I love this. Just the sort of thing I loved as a kid. Forget the stomach-churning rides! The adventure trail entrance and exploring to see what's around the next corner has always been my thing. 
Nice one, M.


----------



## highcannons

*fanatasy land*

Well cool! Wouldn't wanna wander round after too much beer or something.....it reminds me of the MGM Studios in Hertfordshire before it all got knocked down. There used to be cowboy towns and Japanese towns, canals, galleons and all sorts there. My favourite was a large shed with medieval armour made of aluminium stored in it!
Nice one mate.


----------



## oldscrote

That's just darn right silly......I love it,more please.


----------



## bonecollector

I remember family holidays to cornwall in the late eighties and we visited this place a few times.
It doesnt seem to have changed much.
Thanks for sharing.


----------



## dangerous dave

damn we looked at this the other day was not sure if the site was live due to fresh cut grass so left it


----------



## skeleton key

Well done mate,That put a smile on my face

SK


----------



## muppet

dangerous dave said:


> damn we looked at this the other day was not sure if the site was live due to fresh cut grass so left it



its been shut for 2years but like you said the grass has been cut . we have there twice gates have been shut that were open trees cut down ect someones looking after the place


----------



## SnakeCorp

highcannons said:


> Well cool! Wouldn't wanna wander round after too much beer or something.....it reminds me of the MGM Studios in Hertfordshire before it all got knocked down. There used to be cowboy towns and Japanese towns, canals, galleons and all sorts there. My favourite was a large shed with medieval armour made of aluminium stored in it!
> Nice one mate.


*ears prick up* MGM at Borehamwood? Any photos from back then?


----------



## Spudgun

We went to Cornwall in '99 & this place was supposed to be a 'day' out. Sky high entrance fee & little delivered.....My advice to whoever is trying to keep the dream alive is to sell the land & refund my money.


----------



## highcannons

'fraid not as I was a lot younger. It was fun round there then, I can remember a DH Mosquito sat on its arse in field when they filmed 633 Squadron. Maybe a trawl through the internet would find some stuff....might have a go at that as it was a fascinating place to get chased off of as a kid!




SnakeCorp said:


> *ears prick up* MGM at Borehamwood? Any photos from back then?


----------



## KooK.

Liking this one, summet a bit different, that giant rabbit is the stuff of nightmares though...


----------



## tommo

wicked i also visited here once a good 10 years ago now lol, not changed much it was hanging back then


----------



## TK421

Like it, its in remarkably good condition too.


----------



## fidget64

What a fun place, I like how the dog got in on the act too!


----------



## smiler

A few more pics, I have followed Muppets instructions on how to resize pics for posting, so if they wrong its all his fault!!

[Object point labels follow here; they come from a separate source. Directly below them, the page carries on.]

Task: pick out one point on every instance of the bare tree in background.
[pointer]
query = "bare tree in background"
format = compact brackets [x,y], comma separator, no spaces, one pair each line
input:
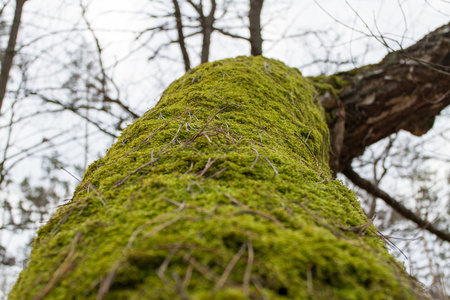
[8,55]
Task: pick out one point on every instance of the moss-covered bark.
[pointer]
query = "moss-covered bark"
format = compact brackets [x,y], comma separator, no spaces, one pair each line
[222,191]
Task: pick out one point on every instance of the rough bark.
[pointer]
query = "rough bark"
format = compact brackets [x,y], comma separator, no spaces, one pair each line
[254,17]
[406,90]
[222,191]
[181,42]
[10,52]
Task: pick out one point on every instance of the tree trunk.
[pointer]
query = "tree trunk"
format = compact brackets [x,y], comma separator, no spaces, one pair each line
[254,17]
[207,29]
[181,42]
[10,52]
[406,90]
[222,191]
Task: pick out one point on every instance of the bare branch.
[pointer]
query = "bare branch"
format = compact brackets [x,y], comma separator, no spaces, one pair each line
[396,205]
[181,42]
[9,54]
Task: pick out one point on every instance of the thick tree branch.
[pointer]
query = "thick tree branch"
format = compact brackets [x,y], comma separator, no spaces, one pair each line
[254,17]
[187,63]
[397,206]
[9,54]
[406,90]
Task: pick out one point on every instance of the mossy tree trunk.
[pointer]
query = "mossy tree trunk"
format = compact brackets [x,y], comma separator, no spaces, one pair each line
[222,191]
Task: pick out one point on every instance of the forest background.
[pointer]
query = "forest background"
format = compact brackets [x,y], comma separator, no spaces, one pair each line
[80,71]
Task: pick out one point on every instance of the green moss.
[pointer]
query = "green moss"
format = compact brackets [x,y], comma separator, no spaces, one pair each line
[222,191]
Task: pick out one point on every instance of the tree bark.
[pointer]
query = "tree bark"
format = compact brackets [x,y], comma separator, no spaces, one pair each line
[9,54]
[228,196]
[181,42]
[207,23]
[254,17]
[406,90]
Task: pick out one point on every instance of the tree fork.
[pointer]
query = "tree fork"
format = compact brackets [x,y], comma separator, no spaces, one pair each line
[406,90]
[229,196]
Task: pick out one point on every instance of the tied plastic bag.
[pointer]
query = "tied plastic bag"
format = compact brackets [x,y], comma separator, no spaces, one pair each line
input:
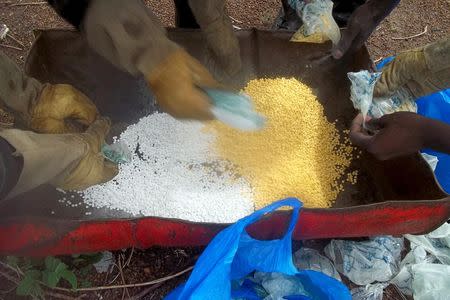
[420,273]
[368,261]
[431,282]
[361,95]
[319,25]
[233,254]
[235,110]
[117,153]
[310,259]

It’s a fun place to visit.
Smiler


----------



## GE066

dangerous dave said:


> damn we looked at this the other day was not sure if the site was live due to fresh cut grass so left it



Nothing ventured, nothing gained.

Nice find chaps


----------



## oldscrote

oldscrote said:


> That's just darn right silly......I love it,more please.




ask and it shall be granted, thank you.


----------



## smiler

Sorry Folks,

One of the pics got away from me so I’ve re-posted it
If you are thinking of visiting here be warned
Prowling security guards all over the place


----------



## scribble

What a wonderful, crazy place! What sort of mind would produce ideas like "Lets have Alice, a pioneer wagon, the Leaning tower of Pisa... ooh and lots of dinosaurs!" It's a bit arbitary. I love it.


----------



## smiler

scribble said:


> What a wonderful, crazy place! What sort of mind would produce ideas like "Lets have Alice, a pioneer wagon, the Leaning tower of Pisa... ooh and lots of dinosaurs!" It's a bit arbitary. I love it.



If you rotate Alice the right way up, It'll scare the wit's out of you, just like it did me.

Thanks for taking the time to look and reply.
*Smiler *


----------



## Potter

Interesting place, great work


----------



## nij4829

Nice site. Is it going to re-open then?


----------



## muppet

nij4829 said:


> Nice site. Is it going to re-open then?



done a bit of searching on the web no sign of it reopening . i have found out that the dinos came from the st agnes leisure park ( its sistercompany ) which is now st agnes film studios also derelict


----------



## oddity

I actually paid to visit this place on a family holiday a few years ago...wish we hadn't bothered.
Hasn't changed at all...if anything it looks in better condition in this report than it did back then!


----------



## LittleMadam

Great report, I would love to wander around here! That is absolutely fab! 

Thanks for sharing xxx


----------



## slick63

I went there in about `87 I think, have to agree with some of the posters on here, it was a bit of a let down. It was nicely manicured but reminded me of walking around a National Trust property, unless you`re interested in well kept gardens with a bit of quirkyness thrown in there wasn`t a lot else going on. Looks a bit more interesting now it`s derelict though.


----------



## Curious Dragon

I visited both this site and St Agnes as a child and oh dear god the giant Alice gave me nightmares... I think it was the eyes!

I hadnt realised both sites were now out of action but I am not surprised... even as a child I dont recall being over the moon with either. It is still nice to have the memories brought back though so thank you


----------



## krela

Wow it rings a bell for me, pretty sure I went here sometime around 1985 or so.


----------



## Scaramanger

Going back to the early nineties there were quite a few places like that I went to in Cornwall.

I remember going to the lappa valley railway near newquay which cost a reasonable amount at the time. A short ride on a minature railway took us to a clearing with a souvenir shed, small pond and a climbing frame !!


----------